Scholars have long believed that a major drought caused severe dry conditions that killed off the ancient culture known for its mastery of language, math and astronomy.

But researchers from the Yucatan Center for Scientific Research in Mexico and the University of Southampton in Britain say their analysis shows the drought only caused reductions of 25 to 40 per cent less annual rain.

The smaller amounts of rain meant that open water sources in pools and lakes evaporated faster than could be replaced by more precipitation, according to the study in the journal Science.

“The data suggest that the main cause was a decrease in summer storm activity,” says co-author Eelco Rohling of the University of Southampton.

The study is the first of its kind to attempt to assess exactly how much rainfall decreased between 800 and 950 AD when Mayan civilisation went into decline. It bases its modelling data on records of past rainfall changes from stalagmites and shallow lakes.


Shortage of water

The analysis showed that modest dry spells could have sparked major water shortages in an area with no rivers, and no source of water other than rain.
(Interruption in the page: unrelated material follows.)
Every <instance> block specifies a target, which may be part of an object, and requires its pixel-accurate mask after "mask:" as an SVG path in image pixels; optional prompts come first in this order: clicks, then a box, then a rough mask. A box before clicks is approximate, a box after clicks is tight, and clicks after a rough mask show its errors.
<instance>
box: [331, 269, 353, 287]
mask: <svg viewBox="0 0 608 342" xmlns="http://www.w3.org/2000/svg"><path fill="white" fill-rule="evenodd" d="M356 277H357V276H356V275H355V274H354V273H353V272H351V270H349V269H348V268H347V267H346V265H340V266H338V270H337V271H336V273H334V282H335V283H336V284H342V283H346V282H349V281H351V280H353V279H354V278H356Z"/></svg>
“Summer was the main season for cultivation and replenishment of Mayan freshwater storage systems and there are no rivers in the Yucatan lowlands,” says Rohling.

“Societal disruptions and abandonment of cities are likely consequences of critical water shortages, especially because there seems to have been a rapid repetition of multi-year droughts.”

History repeating?

International experts have predicted that similar dry spells in the Yucatan region are on the way due to climate change.

While modern societies are expected to be better equipped to handle drought, risks remain, says lead author Martin Medina-Elizalde of the Yucatan Center for Scientific Research in Mexico.


“Our results show rather modest rainfall reductions between times when the classic Maya civilization flourished and its collapse – between AD 800-950. These reductions amount to only 25 to 40 per cent in annual rainfall,” he says.

“What seems like a minor reduction in water availability may lead to important, long-lasting problems. This problem is not unique to the Yucatan Peninsula, but applies to all regions in similar settings where evaporation is high.”